This project explores how to predict movie genres using machine learning and NLP techniques. By analyzing movie synopses, we aim to determine which genres are most popular at different times of the year and whether we can accurately classify a movie’s genre based on its description.
We explore both traditional ML models (Naïve Bayes, SVM, Gradient Boosting) and deep learning approaches (Universal Sentence Encoder for semantic similarity) to improve genre predictions.
📖 Read the full blog post on: medium.com.
- Data Collection
- Data Pre-processing
- Feature Engineering (TF-IDF)
- Model Training & Genre Predictions
- Semantic Textual Similarity
- Results & Insights
We use the TMDB API to collect movie descriptions, genres, release dates, and other metadata.
- Tokenization, stopword removal, and cleaning noisy descriptions
- Filtering out incomplete or misleading entries
- Transforming text data into numeric representations using TF-IDF
To convert text into numerical features, we use TF-IDF vectorization, which helps emphasize important words while down-weighting common terms.
from sklearn.feature_extraction.text import TfidfVectorizer
tf_vec = TfidfVectorizer()
X_train = tf_vec.fit_transform(train_corpus)We train multiple models to classify movies into genres:
- Naïve Bayes – Baseline model
- SVM (Support Vector Machine) – Improved classification performance
- Gradient Boosting Classifier – Boosted performance by combining multiple models
from sklearn.pipeline import Pipeline
from sklearn.naive_bayes import MultinomialNB
model = Pipeline([
("vectorizer", TfidfVectorizer()),
("classifier", MultinomialNB())
])
model.fit(X_train, y_train)We use The Universal Sentence Encoder to embed descriptions into a high-dimensional space, which allows us to compute similarity scores between new movies and our known training data genres.

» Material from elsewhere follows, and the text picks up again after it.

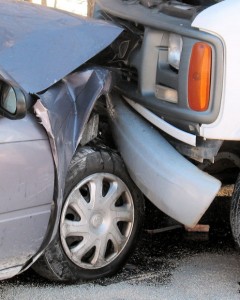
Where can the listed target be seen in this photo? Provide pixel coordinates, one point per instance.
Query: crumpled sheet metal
(39, 46)
(64, 110)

import tensorflow_hub as hub
model = hub.load("https://tfhub.dev/google/universal-sentence-encoder/4")
def embed(input):
return model(input)The genre of a new movie is determined by finding the most similar show description in the dataset.
- Final Accuracy: 80%
- Key Improvements: Merging overlapping genres and using ensemble methods led to 5% improvement.